What spice is used to flavor a soft drink popular in many former Republics of the Soviet Union?
If you said tarragon, you are correct! The drink, called Tarhun, was invented in the 1887 by a Georgian pharmacist’s apprentice who had the idea of adding carbonated water to a tarragon syrup mix he had made. It was well-received at several international exhibitions in the early 1900s, but didn’t go into mass production until 1981. During Soviet times the dye that gave Tarhun it’s trademark bright green color was toxic, now it comes in a bright green bottle instead and the drink itself is a safe-to-consume pale yellow.

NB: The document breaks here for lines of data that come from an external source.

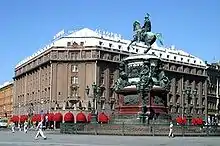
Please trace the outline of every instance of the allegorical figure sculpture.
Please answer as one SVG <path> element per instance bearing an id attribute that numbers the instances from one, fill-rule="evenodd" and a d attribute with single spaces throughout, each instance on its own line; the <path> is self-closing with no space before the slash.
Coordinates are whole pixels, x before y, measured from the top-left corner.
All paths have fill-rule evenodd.
<path id="1" fill-rule="evenodd" d="M 128 74 L 125 71 L 125 68 L 126 68 L 125 62 L 122 61 L 121 64 L 119 65 L 119 78 L 114 85 L 115 91 L 119 91 L 129 85 Z"/>
<path id="2" fill-rule="evenodd" d="M 147 13 L 144 19 L 144 25 L 141 27 L 141 23 L 139 21 L 135 21 L 133 23 L 133 32 L 134 39 L 128 45 L 128 49 L 130 49 L 131 45 L 134 42 L 144 42 L 147 46 L 147 50 L 144 53 L 147 53 L 151 49 L 151 45 L 158 39 L 160 44 L 163 45 L 162 42 L 162 34 L 161 33 L 153 33 L 151 32 L 151 21 L 150 15 Z"/>

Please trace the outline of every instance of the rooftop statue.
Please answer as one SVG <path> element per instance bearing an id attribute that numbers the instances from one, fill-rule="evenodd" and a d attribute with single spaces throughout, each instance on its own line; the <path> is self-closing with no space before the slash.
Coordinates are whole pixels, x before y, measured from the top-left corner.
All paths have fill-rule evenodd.
<path id="1" fill-rule="evenodd" d="M 131 43 L 128 45 L 128 49 L 132 46 L 134 42 L 144 42 L 147 46 L 147 50 L 144 53 L 147 53 L 151 49 L 151 45 L 158 40 L 161 45 L 163 45 L 162 34 L 161 33 L 153 33 L 151 32 L 151 21 L 150 15 L 147 15 L 144 18 L 144 25 L 141 27 L 141 23 L 139 21 L 134 21 L 133 23 L 133 32 L 134 38 L 131 40 Z"/>

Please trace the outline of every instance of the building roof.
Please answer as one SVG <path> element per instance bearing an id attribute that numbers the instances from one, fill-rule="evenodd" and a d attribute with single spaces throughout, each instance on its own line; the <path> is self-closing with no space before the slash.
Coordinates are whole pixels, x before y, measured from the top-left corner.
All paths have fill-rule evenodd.
<path id="1" fill-rule="evenodd" d="M 11 84 L 13 84 L 13 81 L 5 82 L 5 83 L 3 83 L 2 85 L 0 85 L 0 89 L 6 87 L 6 86 L 8 86 L 8 85 L 11 85 Z"/>
<path id="2" fill-rule="evenodd" d="M 75 31 L 67 31 L 64 30 L 58 32 L 51 43 L 41 48 L 39 51 L 34 53 L 32 56 L 29 56 L 19 62 L 16 65 L 16 68 L 21 66 L 22 64 L 30 61 L 34 57 L 44 53 L 48 49 L 52 47 L 67 47 L 68 43 L 78 43 L 83 42 L 84 46 L 102 46 L 113 49 L 120 49 L 125 52 L 132 52 L 137 54 L 143 54 L 144 50 L 146 50 L 146 46 L 143 43 L 136 43 L 133 46 L 133 49 L 128 50 L 129 40 L 125 40 L 122 38 L 120 34 L 101 31 L 101 30 L 91 30 L 89 28 L 83 28 Z M 203 60 L 198 57 L 195 57 L 183 50 L 176 49 L 174 46 L 171 47 L 161 47 L 156 43 L 152 45 L 152 48 L 148 53 L 155 54 L 156 56 L 170 60 L 170 61 L 178 61 L 186 64 L 197 65 L 206 67 L 206 64 Z"/>

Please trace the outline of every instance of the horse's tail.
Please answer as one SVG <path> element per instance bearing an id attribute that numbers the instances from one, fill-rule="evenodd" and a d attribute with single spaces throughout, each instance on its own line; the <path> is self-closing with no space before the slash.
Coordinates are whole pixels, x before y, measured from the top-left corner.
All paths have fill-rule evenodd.
<path id="1" fill-rule="evenodd" d="M 163 46 L 163 35 L 162 33 L 156 33 L 155 34 L 157 40 L 159 41 L 159 43 Z"/>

Tarragon, thought to be a native of Siberia and Mongolia, is a relative newcomer to cultivation having appeared on the scene a mere 600 years ago. Invading Mongolians who used tarragon as a sleep aid, and apparently chewed it to keep their breath fresh while pillaging, probably introduced the herb to Italy in the 10th century. There is passing mention of it in some medieval texts refering to it as a cure for the bites of venomous beasts. Some writers think that this belief gave tarragon its name, which derives from the Latin word “dracunculus,” meaning “little dragon.” Others speculate that the name, as well as it’s reputation as an anti-venom, refers to the serpentine nature of its roots. Although using tarragon to flavor vegetables is briefly alluded to in Arabian botanical texts of the 13 century, it wasn’t widely used as a culinary seasoning until the mid-1500s.
Today France is the world’s leading producer of tarragon, where it is used to make flavored oils, vinegars, and mustards. Tarragon is a familiar herb in French cuisine and is often paired with eggs, poultry, and fish. It also provides a distinctive flavor to the classic bernaise, tartare, and hollandaise sauces and is usually included in the ubiquitous fines herbes (feens zehrb) blend. Like several other herbs, the warmly aromatic tarragon is also used in the perfume and toiletry industry.
Fresh tarragon has a pungently distinctive flavor, somewhat remininscent of anise, so it should be used sparingly. Sprinkle the leaves on salads, fold into omelets, or add a bunch to the cavity of a chicken before roasting it.